13 It was nearly time for the Jewish Passover celebration, so Jesus went to Jerusalem. 14 In the Temple area he saw merchants selling cattle, sheep, and doves for sacrifices; he also saw dealers at tables exchanging foreign money.15 Jesus made a whip from some ropes and chased them all out of the Temple. He drove out the sheep and cattle, scattered the money changers’ coins over the floor, and turned over their tables.
12 Jesus entered the temple courts and drove out all who were buying and selling there. He overturned the tables of the money changers and the benches of those selling doves. 13 “It is written,” he said to them, “‘My house will be called a house of prayer,’[e] but you are making it ‘a den of robbers.’[f]”
There were several reasons for the righteous anger Jesus displayed in these accounts. First of all, it was during the celebration of the Passover. The Passover was to be a remembrance and a celebration of the time with the death angel passed over the Israelites, resulting in their release from the slavery of Egypt. This time of remembrance involved offering pure sacrifices to God, which required giving the first and the best. The money changers and sellers of the cattle, sheep, and doves made it easy to give a lesser sacrifice. “Oh, I will just buy something at the temple and be done with it.” “I won’t worry about taking my best lamb, I can just pick something up at the temple.” The market that had formed at the temple made it easy for the people to give less-than their best.
On the other hand, for those who had come long distances, perhaps it wasn’t wrong to buy something there for the sacrifice.
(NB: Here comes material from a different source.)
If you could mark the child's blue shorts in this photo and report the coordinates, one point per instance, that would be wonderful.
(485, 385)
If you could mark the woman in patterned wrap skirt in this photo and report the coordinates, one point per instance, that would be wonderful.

We see in the very next verses that Jesus encountered a blind man. He surely couldn’t have gone out to find a turtledove or young pigeon. So, though it wasn’t wrong for some people to buy their sacrifices there, what was wrong was the fact that the money changers and sellers of the sacrifices were cheating those who needed their products. They were turning the pure house of God into a den of thieves. And they were taking advantage of the vulnerable ones who had no other choice but to buy the sacrifice there and pay whatever was asked. And if they couldn’t pay, they couldn’t make the sacrifice to God; they couldn’t keep the law. God does get angry sometimes. But it is always righteous anger.
Of course, the old system of sacrifice ended with the Ultimate Sacrifice when Jesus died and rose again. No other sacrifice needs to be made. But God still wants something from us. He wants what he always wanted. He wants our first and our best. He wants us. Look at the truth found in 1 Samuel 15:22.
22But Samuel replied,
“What is more pleasing to the LORD:
your burnt offerings and sacrifices
or your obedience to his voice?
Listen! Obedience is better than sacrifice,
and submission is better than offering the fat of rams.
God wants our love and obedience more than He wants any sacrifice we could offer Him. One of my favorite poems is a stanza from In the Bleak Midwinter by Christina Rossetti.
What can I give Him, poor as I am?
If I were a shepherd, I’d give Him a lamb.
If I were a wise man, I’d do my part.
What can I give Him? I’ll give my heart.
Give Him your heart. Give Him your first and your best. And He will give you more than you could ever hope or dream or imagine.